Most access control / authorization flaws would never be found by a (generic) tool, because it does not have the understanding of what is supposed to be accessible and what not. (Having said that, experienced pentesters probably know that quite a lot of applications also don't have this documented...) So that is an example of a whole class of problems.
Any logic flaw (for example a user being able to create another user with more privileges by design) would also not be picked up by an automated tool.
Any chain of vulnerabilities would not be correlated, like for instance how to use a low risk info leak, together with a medium risk DOM XSS together with another low risk vulnerability to change a user's password to anything the attacker wants (this is an actual example I have seen).
Testing DOM XSS with a plain (usual) scanner like most of those commercial tools is quite difficult as they don't have a Javascript runtime, so they will miss most of it.

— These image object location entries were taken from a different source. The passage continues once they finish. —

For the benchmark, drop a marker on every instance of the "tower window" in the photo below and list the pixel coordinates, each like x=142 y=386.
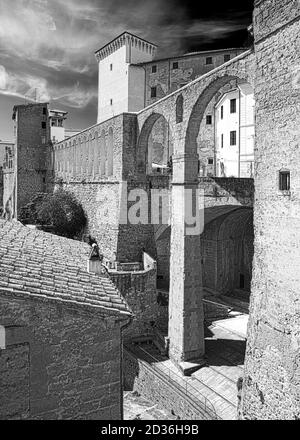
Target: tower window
x=284 y=180
x=233 y=137
x=208 y=119
x=233 y=106
x=153 y=92
x=242 y=281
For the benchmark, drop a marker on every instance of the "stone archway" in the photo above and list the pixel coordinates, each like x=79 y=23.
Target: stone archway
x=155 y=144
x=186 y=315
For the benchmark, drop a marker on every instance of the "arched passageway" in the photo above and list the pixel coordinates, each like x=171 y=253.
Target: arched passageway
x=155 y=146
x=226 y=251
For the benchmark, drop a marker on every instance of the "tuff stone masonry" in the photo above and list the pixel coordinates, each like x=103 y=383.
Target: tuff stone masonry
x=60 y=330
x=271 y=387
x=104 y=162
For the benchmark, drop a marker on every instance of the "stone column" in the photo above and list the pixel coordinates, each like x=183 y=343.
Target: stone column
x=186 y=318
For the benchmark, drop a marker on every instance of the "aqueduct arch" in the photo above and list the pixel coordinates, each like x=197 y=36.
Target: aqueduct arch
x=157 y=123
x=186 y=316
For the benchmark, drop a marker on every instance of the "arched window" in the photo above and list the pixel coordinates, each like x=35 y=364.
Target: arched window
x=179 y=109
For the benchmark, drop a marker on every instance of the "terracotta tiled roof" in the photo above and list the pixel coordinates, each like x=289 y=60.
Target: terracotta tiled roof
x=44 y=265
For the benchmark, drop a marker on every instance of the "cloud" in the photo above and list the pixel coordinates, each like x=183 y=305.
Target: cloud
x=47 y=46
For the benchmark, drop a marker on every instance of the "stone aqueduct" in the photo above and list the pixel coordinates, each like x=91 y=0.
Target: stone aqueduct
x=94 y=163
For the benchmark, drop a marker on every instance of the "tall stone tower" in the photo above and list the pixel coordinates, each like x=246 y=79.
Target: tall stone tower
x=271 y=386
x=121 y=85
x=32 y=143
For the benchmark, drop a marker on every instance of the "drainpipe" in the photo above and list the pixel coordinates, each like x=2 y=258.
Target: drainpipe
x=239 y=159
x=122 y=328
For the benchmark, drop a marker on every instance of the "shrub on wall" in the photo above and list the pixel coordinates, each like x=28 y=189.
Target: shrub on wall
x=60 y=210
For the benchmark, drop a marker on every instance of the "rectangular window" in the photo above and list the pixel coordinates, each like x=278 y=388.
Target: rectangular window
x=153 y=92
x=233 y=138
x=284 y=180
x=233 y=106
x=208 y=119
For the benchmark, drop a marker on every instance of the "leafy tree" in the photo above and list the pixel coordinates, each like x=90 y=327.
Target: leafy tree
x=59 y=210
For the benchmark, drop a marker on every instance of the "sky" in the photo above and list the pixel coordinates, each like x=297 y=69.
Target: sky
x=47 y=46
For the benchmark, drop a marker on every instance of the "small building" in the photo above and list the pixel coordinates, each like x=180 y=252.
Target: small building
x=60 y=329
x=234 y=141
x=57 y=129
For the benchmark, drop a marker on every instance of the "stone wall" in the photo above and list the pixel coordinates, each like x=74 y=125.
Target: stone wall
x=143 y=378
x=271 y=387
x=139 y=289
x=14 y=373
x=166 y=79
x=71 y=356
x=33 y=136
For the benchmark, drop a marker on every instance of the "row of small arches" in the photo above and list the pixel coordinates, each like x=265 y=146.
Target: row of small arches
x=86 y=156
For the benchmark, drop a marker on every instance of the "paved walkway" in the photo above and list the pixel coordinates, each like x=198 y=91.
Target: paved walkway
x=215 y=383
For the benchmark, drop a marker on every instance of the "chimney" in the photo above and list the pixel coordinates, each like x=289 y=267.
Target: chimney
x=94 y=264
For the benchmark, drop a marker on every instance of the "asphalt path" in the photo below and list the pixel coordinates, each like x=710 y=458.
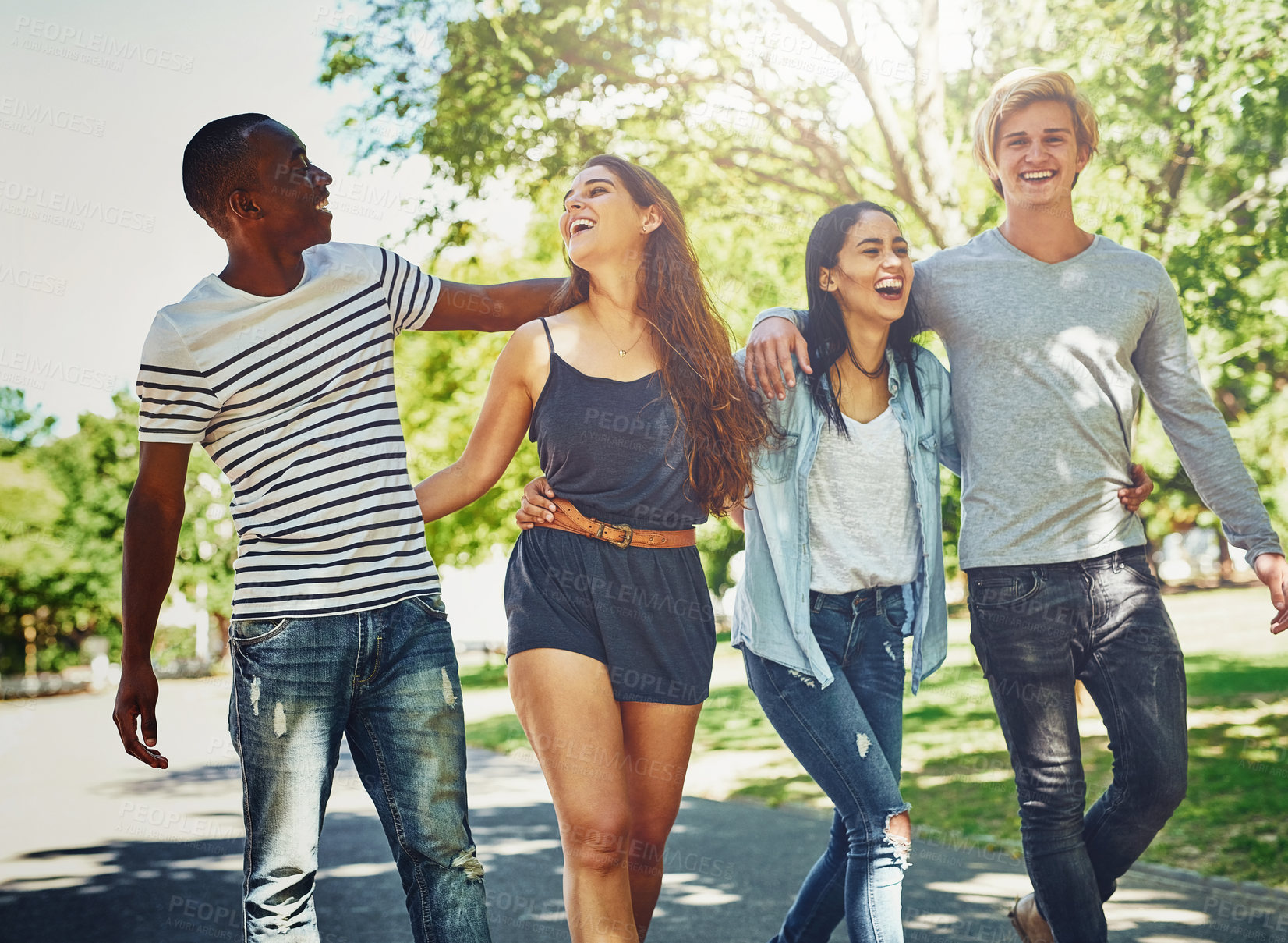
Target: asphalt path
x=96 y=846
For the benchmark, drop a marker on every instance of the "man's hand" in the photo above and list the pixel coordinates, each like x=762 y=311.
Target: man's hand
x=1141 y=487
x=136 y=701
x=536 y=505
x=1273 y=571
x=152 y=521
x=770 y=356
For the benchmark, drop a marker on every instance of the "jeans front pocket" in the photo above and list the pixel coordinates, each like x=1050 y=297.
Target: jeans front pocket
x=1003 y=587
x=249 y=632
x=432 y=604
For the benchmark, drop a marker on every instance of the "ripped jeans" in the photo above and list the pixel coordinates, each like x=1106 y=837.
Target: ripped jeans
x=387 y=680
x=849 y=737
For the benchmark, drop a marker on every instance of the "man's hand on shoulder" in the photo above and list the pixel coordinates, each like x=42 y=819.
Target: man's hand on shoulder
x=490 y=307
x=770 y=356
x=1273 y=571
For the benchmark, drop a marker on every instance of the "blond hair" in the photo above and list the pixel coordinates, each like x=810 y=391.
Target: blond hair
x=1021 y=89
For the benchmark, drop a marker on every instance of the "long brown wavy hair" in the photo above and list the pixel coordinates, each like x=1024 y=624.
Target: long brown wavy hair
x=724 y=424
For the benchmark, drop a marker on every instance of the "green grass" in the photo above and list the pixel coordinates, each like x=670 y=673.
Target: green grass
x=501 y=733
x=957 y=775
x=488 y=675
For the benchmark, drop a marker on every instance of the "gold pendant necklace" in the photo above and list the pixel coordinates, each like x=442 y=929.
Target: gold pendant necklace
x=620 y=351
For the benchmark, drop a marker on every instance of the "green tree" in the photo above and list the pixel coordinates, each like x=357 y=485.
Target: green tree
x=62 y=508
x=760 y=116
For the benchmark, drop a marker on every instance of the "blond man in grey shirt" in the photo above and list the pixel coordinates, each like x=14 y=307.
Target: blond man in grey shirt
x=1053 y=334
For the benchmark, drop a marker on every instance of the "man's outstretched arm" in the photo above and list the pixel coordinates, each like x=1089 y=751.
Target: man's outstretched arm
x=1169 y=377
x=152 y=522
x=491 y=307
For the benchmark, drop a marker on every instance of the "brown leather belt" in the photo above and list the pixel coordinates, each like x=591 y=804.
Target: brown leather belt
x=568 y=518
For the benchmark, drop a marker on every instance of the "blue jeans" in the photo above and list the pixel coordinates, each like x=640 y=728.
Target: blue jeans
x=1102 y=621
x=849 y=737
x=387 y=680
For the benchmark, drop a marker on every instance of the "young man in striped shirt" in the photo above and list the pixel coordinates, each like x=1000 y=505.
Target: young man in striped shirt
x=1051 y=334
x=281 y=367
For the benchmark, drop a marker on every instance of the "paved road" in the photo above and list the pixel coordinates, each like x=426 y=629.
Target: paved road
x=94 y=846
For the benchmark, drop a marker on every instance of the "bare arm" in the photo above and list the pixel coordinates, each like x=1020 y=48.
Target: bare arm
x=496 y=437
x=491 y=307
x=152 y=522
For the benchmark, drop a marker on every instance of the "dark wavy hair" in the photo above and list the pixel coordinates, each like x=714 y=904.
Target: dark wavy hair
x=724 y=424
x=825 y=326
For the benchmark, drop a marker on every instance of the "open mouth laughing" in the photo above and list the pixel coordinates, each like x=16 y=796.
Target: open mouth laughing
x=890 y=289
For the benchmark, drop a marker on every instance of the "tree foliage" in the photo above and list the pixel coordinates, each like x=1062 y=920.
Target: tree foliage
x=763 y=114
x=62 y=513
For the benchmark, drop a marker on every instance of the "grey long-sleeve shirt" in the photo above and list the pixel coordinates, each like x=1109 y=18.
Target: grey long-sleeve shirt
x=1049 y=362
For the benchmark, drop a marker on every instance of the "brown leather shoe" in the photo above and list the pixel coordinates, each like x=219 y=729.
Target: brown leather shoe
x=1028 y=923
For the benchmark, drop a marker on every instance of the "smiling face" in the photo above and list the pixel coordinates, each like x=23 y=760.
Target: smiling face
x=602 y=222
x=872 y=275
x=1037 y=154
x=288 y=207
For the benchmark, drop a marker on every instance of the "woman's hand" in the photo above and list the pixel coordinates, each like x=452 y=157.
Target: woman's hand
x=536 y=505
x=770 y=356
x=1141 y=488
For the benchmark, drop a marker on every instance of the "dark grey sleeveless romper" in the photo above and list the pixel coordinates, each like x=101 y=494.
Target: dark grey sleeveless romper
x=610 y=447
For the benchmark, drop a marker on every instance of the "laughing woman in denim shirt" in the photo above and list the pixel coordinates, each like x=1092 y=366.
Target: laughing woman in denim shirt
x=845 y=561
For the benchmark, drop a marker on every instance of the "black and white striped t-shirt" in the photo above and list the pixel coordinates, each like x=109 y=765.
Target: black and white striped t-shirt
x=294 y=399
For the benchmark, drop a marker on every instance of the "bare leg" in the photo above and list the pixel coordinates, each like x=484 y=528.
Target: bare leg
x=658 y=739
x=566 y=705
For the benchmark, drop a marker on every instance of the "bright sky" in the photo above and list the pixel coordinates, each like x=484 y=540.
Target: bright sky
x=97 y=103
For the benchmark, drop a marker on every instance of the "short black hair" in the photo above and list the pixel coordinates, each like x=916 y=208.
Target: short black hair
x=217 y=161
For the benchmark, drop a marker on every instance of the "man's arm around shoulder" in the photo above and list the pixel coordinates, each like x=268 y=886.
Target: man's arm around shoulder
x=491 y=307
x=152 y=521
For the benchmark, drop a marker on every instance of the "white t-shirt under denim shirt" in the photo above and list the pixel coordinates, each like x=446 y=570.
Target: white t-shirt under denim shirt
x=1049 y=362
x=862 y=522
x=292 y=399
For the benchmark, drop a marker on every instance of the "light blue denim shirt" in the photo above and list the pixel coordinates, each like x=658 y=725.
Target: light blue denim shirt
x=770 y=615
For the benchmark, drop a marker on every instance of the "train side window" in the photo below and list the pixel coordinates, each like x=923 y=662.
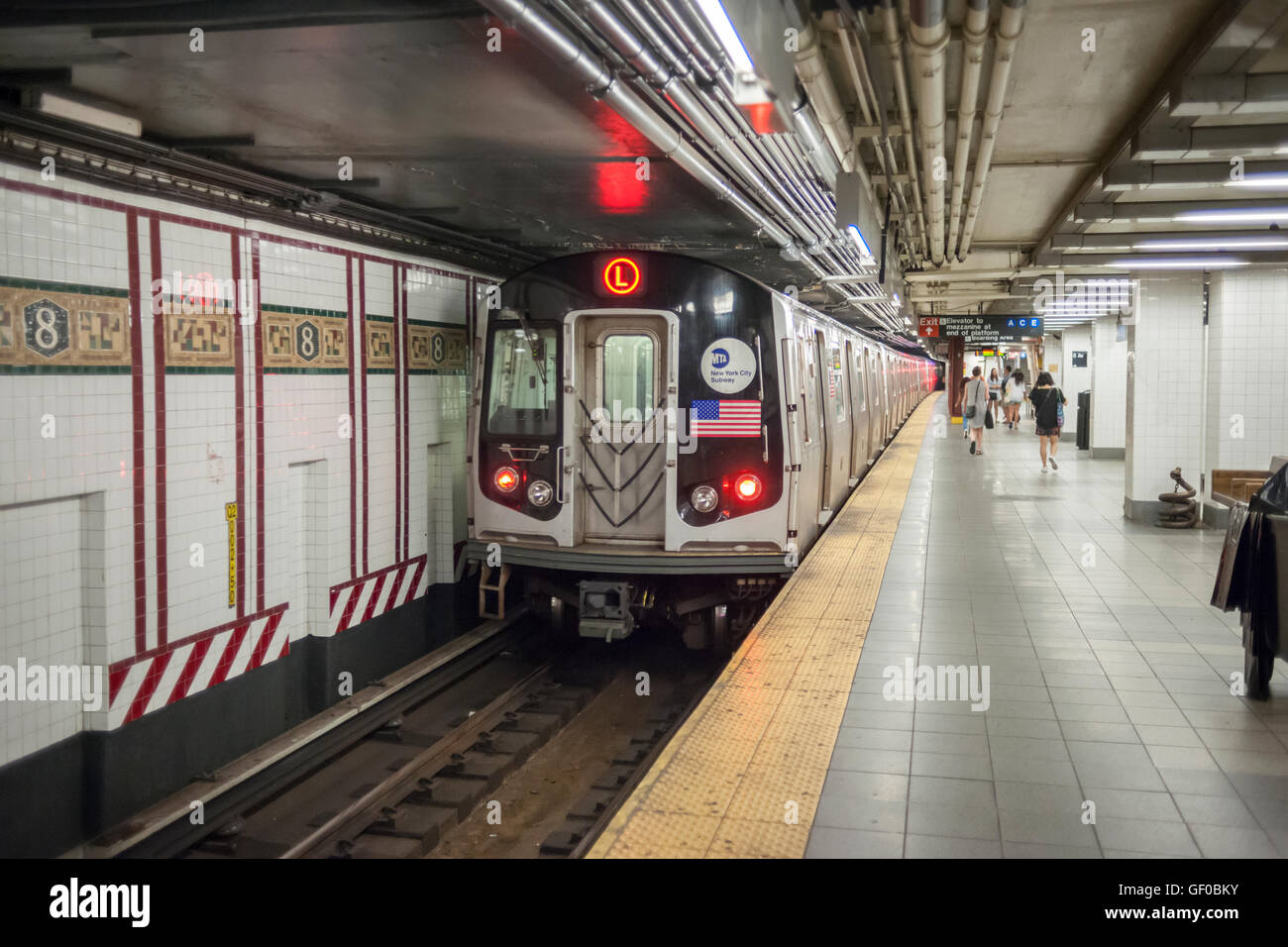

Also for things that are testable, a tool may have several patterns to try, but will probably miss more complex cases. For example what if an application had a blacklist filter for XSS that explicitly blocks alert(1) and all of the attack vectors from the tool had that as the payload? Getting through a blacklist filter is almost always possible, but is very hard for an automated tool.
Or consider DoS. How would an automated tool find that?
For a final example, what about buffer overflow in an uploaded and processed file, say a user uploads an image which gets resized by a server side library, vulnerable to bof. How could the automated tool know that's the case and how would it create an exploit for it?
These are just a bunch of examples, I'm sure others will cite a lot more.
In short,
there are whole classes of vulnerabilities that cannot be tested for in the generic case
even for vulnerabilities that are automatically testable, it is pretty much impossible to write comprehensive tests (a set of tests that finds all instances of the vulnerability).
Of course with all of this in mind, I think there is nothing wrong with using tools to make several things quicker. However, any result from a tool needs to be reproduced by the tester, and also he must be aware of the limitations of the tool to be able to augment results with more creative attacks.